The Clue app helps you and your teen understand your monthly cycles
Designed to be informative and user-friendly, the Clue app announces immediately: Confident. Scientific. Not pink. We don’t have a problem with pink around here, but the idea that Clue is based on science and data will help moms and daughters talk about their monthly cycles in a way that helps everyone. Your menstrual cycle is about so much more than your actual period, and tracking your physical state and emotions throughout the month can help your teen make sense of the fluctuations happening throughout the month.
Increased app use makes Clue more accurate — and more helpful
Clue reminds women, “Get to know your body. It’s not a clock.” The more you use the Clue app, the more accurately the app can make predictions about your next cycle. This increased accuracy is helpful for teens who are just learning about the way their bodies feel during different parts of their menstrual cycle. Women will find Clue to be an amazing app for tracking fertility, as well as their monthly cycle.

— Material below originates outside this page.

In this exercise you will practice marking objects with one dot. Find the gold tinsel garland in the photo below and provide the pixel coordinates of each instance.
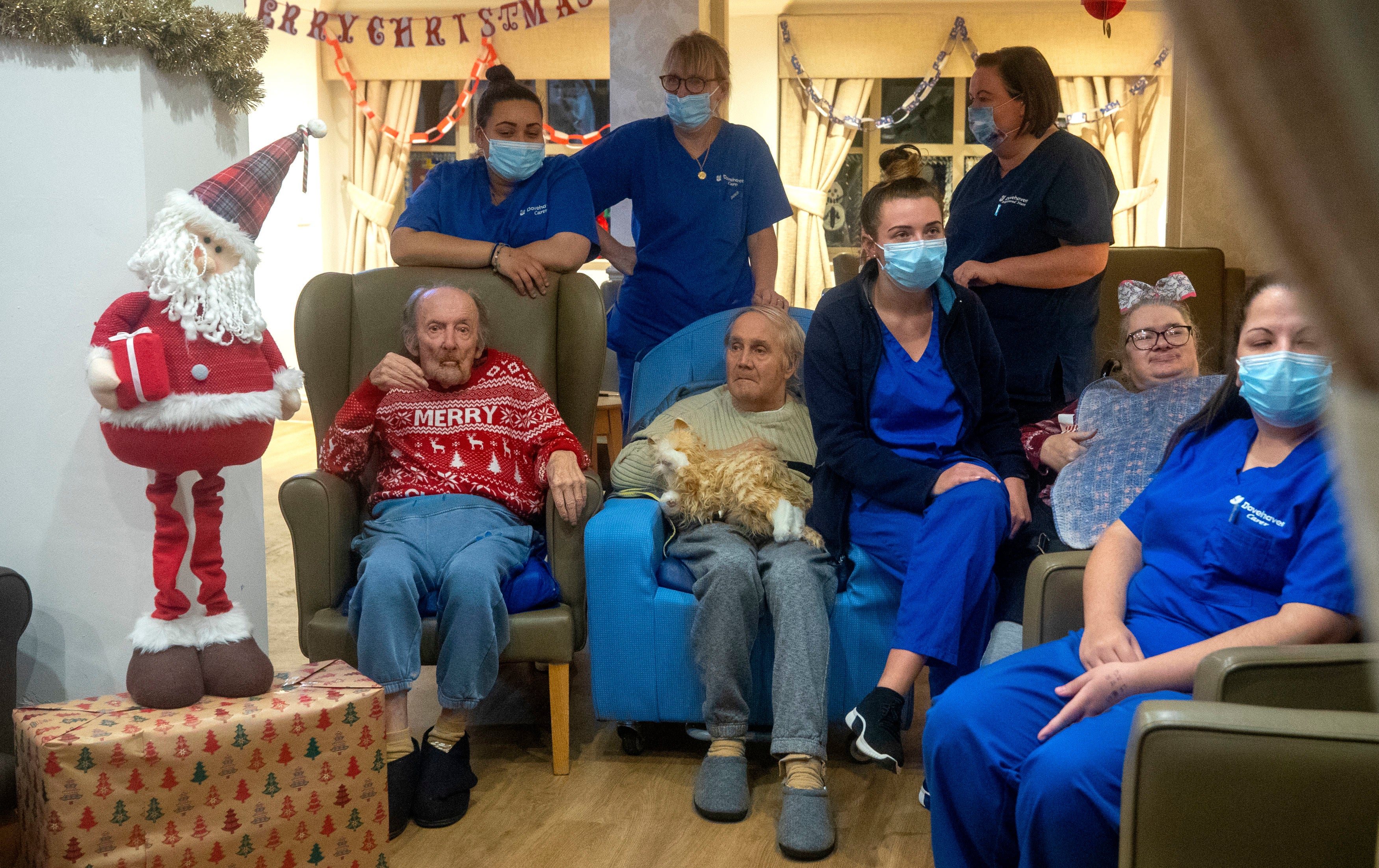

Accurate tracking helps Clue predict your window of fertility each month, which is crucial when you’re trying to get pregnant.
How to talk to your teen or preteen about her first period
Ida Tin, the Founder and CEO of the Clue app, has helpful, practical information to help moms talk to their daughters about their first periods. Her advice can be helpful even if you’re talking to a family friend or a niece.
- Leave euphemisms out of it. There’s no need to be vague or mysterious about periods. Half the world’s population experiences a menstrual cycle at some point, after all. Talk plainly to your kids about what’s happening – or if you’re not comfortable, give them some accurate but accessible reading material (like the info in Clue!)
- Share your experience. Do you remember your first period? Whether your story was casual or embarrassing, funny or mundane, it can be helpful to your daughter to know that you went through the same things that she’s experiencing.
- Atypical is typical. Menstrual cycles for teens can range from 21-45 days — and that’s totally normal in early menstruators, because the hormonal system/circuitry that regulates their cycles is still maturing. For most women it takes about six years for their cycle to settle into a personal “normal.”
- Play and pamper. From period underwear to mail-order period care packages, there’s tons of ways to make your teen feel special and celebrated leading up to and during her first cycle.